L’auteur nous livre le récit détaillé des tractations, manœuvres et abdications qui émaillèrent la vie mouvementée de la presse française depuis 1944 et entérinèrent progressivement la perte de souveraineté des éditeurs, la paupérisation des rédactions et la mystification comme méthode de communication de l’ensemble de la profession. Ayant eu accès à quantité de documents très confidentiels, l’auteur dévoile la terrible réalité des vrais chiffres : salaires des rotativistes, coût réel des plans de licenciement, tirages, ventes en kiosque, abonnements, exemplaires gratuits, exemplaires "tombés du camion", chiffres d’affaires publicitaires "nets", c’est-à-dire réellement encaissés... Quand le groupe Springer renonce à lancer une édition française de Bild, comment ne pas y voir la preuve qu’il y a quelque chose de pourri au royaume de la presse quotidienne française ?

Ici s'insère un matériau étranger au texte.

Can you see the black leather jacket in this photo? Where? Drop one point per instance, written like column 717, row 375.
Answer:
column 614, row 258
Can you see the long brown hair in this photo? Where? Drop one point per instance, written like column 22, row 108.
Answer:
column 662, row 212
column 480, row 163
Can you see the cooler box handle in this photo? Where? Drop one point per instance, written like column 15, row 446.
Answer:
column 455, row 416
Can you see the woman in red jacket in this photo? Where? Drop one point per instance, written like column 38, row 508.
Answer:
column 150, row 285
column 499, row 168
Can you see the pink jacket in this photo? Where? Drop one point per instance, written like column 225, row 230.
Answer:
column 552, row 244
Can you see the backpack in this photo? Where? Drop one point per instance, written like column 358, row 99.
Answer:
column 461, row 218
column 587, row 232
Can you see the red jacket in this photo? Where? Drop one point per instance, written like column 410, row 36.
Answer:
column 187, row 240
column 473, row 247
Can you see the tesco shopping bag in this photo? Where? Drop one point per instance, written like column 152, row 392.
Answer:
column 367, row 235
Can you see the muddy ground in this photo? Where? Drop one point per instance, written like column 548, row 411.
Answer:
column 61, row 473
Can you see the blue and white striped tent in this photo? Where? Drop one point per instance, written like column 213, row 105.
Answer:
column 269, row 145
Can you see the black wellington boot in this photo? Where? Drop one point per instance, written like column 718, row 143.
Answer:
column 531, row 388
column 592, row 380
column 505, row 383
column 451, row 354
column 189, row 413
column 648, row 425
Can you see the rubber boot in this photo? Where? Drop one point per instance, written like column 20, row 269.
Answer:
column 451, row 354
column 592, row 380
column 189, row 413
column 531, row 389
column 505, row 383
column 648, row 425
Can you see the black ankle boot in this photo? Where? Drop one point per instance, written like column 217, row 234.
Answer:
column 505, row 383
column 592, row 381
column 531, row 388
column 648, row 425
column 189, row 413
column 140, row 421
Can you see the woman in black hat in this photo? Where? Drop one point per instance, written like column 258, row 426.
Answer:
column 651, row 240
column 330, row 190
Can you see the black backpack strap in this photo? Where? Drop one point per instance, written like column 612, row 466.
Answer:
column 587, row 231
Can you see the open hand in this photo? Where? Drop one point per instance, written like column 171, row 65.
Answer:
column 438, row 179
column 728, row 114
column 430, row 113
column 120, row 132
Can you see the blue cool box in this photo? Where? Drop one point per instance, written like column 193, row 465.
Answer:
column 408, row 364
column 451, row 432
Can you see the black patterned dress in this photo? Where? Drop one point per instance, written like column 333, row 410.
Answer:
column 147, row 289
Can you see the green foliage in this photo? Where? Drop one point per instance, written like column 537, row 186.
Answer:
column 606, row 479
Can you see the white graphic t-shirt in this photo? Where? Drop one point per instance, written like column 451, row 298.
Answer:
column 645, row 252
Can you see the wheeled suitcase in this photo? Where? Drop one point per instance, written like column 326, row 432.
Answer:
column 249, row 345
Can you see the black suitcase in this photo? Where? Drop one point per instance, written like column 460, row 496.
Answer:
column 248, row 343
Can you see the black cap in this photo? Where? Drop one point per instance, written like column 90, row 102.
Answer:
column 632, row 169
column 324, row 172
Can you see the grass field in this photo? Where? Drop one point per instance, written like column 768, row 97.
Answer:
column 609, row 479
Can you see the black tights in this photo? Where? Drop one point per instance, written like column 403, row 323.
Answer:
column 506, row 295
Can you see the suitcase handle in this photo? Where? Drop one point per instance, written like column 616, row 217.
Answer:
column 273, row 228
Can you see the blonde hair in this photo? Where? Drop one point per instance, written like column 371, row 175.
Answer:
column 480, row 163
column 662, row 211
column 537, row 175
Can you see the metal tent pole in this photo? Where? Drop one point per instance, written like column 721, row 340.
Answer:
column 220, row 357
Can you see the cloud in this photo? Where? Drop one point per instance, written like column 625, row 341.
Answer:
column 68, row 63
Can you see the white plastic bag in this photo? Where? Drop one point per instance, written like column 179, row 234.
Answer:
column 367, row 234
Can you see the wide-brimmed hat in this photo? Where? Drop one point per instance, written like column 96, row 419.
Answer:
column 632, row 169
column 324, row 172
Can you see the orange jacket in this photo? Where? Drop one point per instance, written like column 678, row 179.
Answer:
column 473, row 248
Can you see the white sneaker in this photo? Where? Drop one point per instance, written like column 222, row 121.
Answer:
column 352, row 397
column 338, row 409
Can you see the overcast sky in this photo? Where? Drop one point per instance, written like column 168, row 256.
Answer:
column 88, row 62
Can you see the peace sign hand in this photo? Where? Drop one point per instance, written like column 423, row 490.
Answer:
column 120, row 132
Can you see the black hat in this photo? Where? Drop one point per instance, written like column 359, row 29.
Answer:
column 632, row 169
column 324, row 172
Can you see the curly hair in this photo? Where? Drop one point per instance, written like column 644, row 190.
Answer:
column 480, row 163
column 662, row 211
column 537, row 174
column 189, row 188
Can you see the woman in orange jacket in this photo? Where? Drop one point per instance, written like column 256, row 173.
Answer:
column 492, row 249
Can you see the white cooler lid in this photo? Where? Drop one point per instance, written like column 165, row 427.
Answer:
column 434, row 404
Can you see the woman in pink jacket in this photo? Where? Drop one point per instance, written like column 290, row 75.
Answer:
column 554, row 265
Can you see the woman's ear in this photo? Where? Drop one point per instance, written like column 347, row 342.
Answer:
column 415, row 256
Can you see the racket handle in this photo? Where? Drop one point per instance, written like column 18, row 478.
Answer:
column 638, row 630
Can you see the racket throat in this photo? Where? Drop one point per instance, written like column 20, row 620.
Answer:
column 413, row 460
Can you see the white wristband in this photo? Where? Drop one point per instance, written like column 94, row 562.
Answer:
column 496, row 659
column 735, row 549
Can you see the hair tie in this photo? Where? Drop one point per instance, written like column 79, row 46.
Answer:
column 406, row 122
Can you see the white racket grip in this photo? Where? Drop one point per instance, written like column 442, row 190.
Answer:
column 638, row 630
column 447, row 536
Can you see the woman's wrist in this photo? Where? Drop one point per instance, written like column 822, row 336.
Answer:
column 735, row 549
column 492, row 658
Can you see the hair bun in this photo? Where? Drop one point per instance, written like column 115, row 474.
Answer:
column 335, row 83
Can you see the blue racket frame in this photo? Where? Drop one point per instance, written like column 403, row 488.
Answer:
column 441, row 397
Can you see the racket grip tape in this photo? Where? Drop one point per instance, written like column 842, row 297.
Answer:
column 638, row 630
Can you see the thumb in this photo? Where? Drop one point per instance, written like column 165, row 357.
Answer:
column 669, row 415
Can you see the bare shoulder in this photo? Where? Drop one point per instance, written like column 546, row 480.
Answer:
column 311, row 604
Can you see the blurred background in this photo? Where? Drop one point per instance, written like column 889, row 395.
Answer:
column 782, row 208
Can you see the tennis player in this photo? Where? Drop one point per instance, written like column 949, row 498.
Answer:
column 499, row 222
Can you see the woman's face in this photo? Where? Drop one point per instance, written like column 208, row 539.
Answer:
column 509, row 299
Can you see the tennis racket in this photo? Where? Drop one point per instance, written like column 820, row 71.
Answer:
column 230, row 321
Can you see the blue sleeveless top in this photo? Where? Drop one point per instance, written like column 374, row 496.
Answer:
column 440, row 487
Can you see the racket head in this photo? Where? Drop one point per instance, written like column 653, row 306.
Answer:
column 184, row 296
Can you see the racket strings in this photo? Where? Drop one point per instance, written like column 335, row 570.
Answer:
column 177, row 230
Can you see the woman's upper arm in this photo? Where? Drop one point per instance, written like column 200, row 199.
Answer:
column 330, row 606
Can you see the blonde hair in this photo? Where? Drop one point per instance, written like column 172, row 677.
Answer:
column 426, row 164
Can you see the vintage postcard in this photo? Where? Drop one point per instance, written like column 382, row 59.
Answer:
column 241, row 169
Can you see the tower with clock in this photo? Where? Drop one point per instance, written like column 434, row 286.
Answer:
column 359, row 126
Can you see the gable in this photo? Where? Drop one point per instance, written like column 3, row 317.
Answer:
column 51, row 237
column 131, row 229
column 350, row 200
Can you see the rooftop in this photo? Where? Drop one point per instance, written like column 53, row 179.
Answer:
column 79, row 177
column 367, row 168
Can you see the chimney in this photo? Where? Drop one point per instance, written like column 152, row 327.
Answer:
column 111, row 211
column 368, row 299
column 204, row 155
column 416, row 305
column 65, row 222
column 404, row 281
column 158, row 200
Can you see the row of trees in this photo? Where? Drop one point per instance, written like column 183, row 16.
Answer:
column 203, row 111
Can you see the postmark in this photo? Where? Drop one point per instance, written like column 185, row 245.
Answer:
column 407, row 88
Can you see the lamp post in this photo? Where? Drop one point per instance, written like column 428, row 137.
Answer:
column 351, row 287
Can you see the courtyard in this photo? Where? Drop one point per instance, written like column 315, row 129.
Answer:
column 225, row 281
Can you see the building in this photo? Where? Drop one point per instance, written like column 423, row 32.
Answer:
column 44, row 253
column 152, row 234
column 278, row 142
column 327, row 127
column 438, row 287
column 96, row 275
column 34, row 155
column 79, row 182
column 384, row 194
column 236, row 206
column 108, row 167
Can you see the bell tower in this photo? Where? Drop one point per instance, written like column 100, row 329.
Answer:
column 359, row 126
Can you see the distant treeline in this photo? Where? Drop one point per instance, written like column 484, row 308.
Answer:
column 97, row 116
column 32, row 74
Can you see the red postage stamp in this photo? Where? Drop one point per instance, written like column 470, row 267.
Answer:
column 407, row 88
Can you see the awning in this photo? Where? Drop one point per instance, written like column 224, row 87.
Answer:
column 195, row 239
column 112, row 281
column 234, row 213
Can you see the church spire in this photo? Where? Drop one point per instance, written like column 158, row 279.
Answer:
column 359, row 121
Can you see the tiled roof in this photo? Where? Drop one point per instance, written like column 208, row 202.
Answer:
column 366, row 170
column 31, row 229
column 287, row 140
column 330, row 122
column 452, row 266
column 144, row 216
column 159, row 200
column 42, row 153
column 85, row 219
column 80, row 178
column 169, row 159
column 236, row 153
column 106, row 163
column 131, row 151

(Présentation de l’éditeur)
Ainsi apprend-on que, bien malgré eux,
les quotidiens français alimentaient en papier les journaux de Fidel Castro. Des ouvriers du Livre détournaient tranquillement 200 tonnes par mois (soit 5 % du volume traité) afin d'aider la presse castriste à survivre. Quand le pot aux roses est découvert, en 1987, Robert Hersant, alors patron de la Socpresse, préfère fermer les yeux sur ce larcin. Mieux vaut aider Castro que risquer la grève...
« Spéciale dernière » (paru chez Calmann-Lévy) révèle également la découverte, fin 1991, par la direction des NMPP, (Nouvelles Messageries de la Presse Parisienne) d'une
cache d'armes de 5 000 fusils dans l'un des hangars de Saint-Ouen. La vente de ces armes, détournées lors de la faillite de Manufrance, en 1980, devait aider les ouvriers sans emploi. En fait, elles ont été clandestinement stockées au sein même des NMPP en attendant sagement l'hypothétique « Grand Soir »... « La direction des NMPP alerte la justice mais s'abstient de porter plainte », raconte Emmanuel Schwartzenberg. De nouveau, le scandale est étouffé, le gouvernement socialiste négociant directement avec la CGT.
Principale thèse de l'auteur : le monopole du Livre sur les imprimeries (accordé en 1944) a surenchéri le coût des journaux.
Un rotativiste de base toucherait ainsi 4500 euros bruts (sans les heures sup), un cadre rotativiste 7000 euros... On comprend que les coûts de distribution représentent 40 % du prix de vente....
« Sans la carte de la CGT , écrit encore Emmanuel Schwartzenberg, il est impossible de devenir ouvrier dans une entreprise de presse quotidienne, et ces qualités-là,
on se les transmet de père en fils. » « Spéciale dernière » va faire du bruit !
Emmanuel Schwartzenberg, journaliste économique et politique, est un des spécialistes français des médias. II a dirigé pendant presque dix ans la page Médias-Publicité du Figaro et a créé l’émission "La Vie des médias".